As one does in any city they’ve just arrived in, my friend and I got lost on just about every other excursion to or from the neighborhood we were staying in. We were pretty shaky with the bus system and found it hard to keep structured time tables. The first night we went to Trattoria 4 Leoni, known for its pear ravioli, which is just as sweet and savory as it sounds. The next day we went to La Milkeria to fill up on espresso and nutella crepes before trying the Uffizi again. We were given such a late time in the day we would only have an hour and a half to see the art. I figured I’d take what I could get in the name of seeing Botticelli’s The Birth of Venus, Artemesia Gentileschi’s Judith Slaying Holofernes, and Caravaggio’s Medusa. In the meantime we went to the Cattedrale di Santa Maria del Fiore, aka the Duomo, and filled up on pizza and cannolis while walking down Ponte Vecchio. The Uffizi gallery was a bewildering experience. To have studied art and art history for so long and finally get to experience the works in person was an absolute dream. Shortly after this we were ushered out of the building at closing time and rushed to a restaurant. Things close much earlier in Florence and there’s not as much available or friendly nightlife as there is in Rome.
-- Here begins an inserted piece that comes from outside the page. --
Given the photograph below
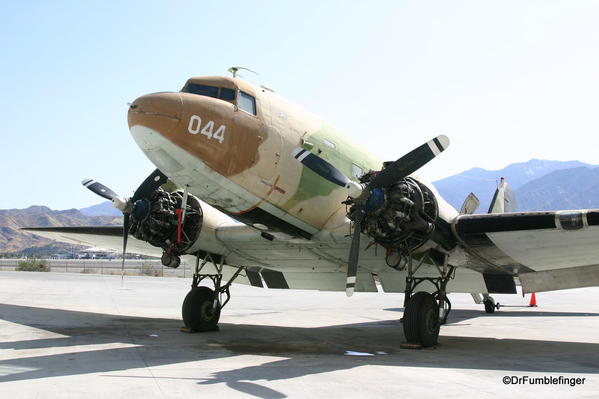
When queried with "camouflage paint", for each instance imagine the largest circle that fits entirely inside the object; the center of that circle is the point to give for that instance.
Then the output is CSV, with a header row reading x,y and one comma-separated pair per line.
x,y
342,156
Later the next day we grabbed breakfast at a local cafe and headed to Piazzale Michelangelo. It’s a fantastic view of the city and the Arno river and in the warm seasons it is a blossoming rose garden! Florence was work because it was more expensive and smaller and more spread out, whereas in Rome there are any number of options for the choices and situations you face every day. Resources are more available in Rome. While I enjoyed my stay, I found I was happy to come back to Rome. I have been homesick for Philadelphia pretty much constantly since I’ve been studying here. However in Florence I was struck with a fascination that I was homesick for Rome. I talked to several of my cohorts about their experiences travelling over spring break and many of them said that they too felt this. I think when we are tired it is natural to crave what is comfortable and what we know. We have only been here a little over two months and yet we have already created a kind of familiarity with the neighborhoods we live and go to school and work in. Some people say that time is a circle. Humankind repeats itself over and over again. We may travel far from where our lives are already set up, but eventually, many of us will want to go back to our place of origin.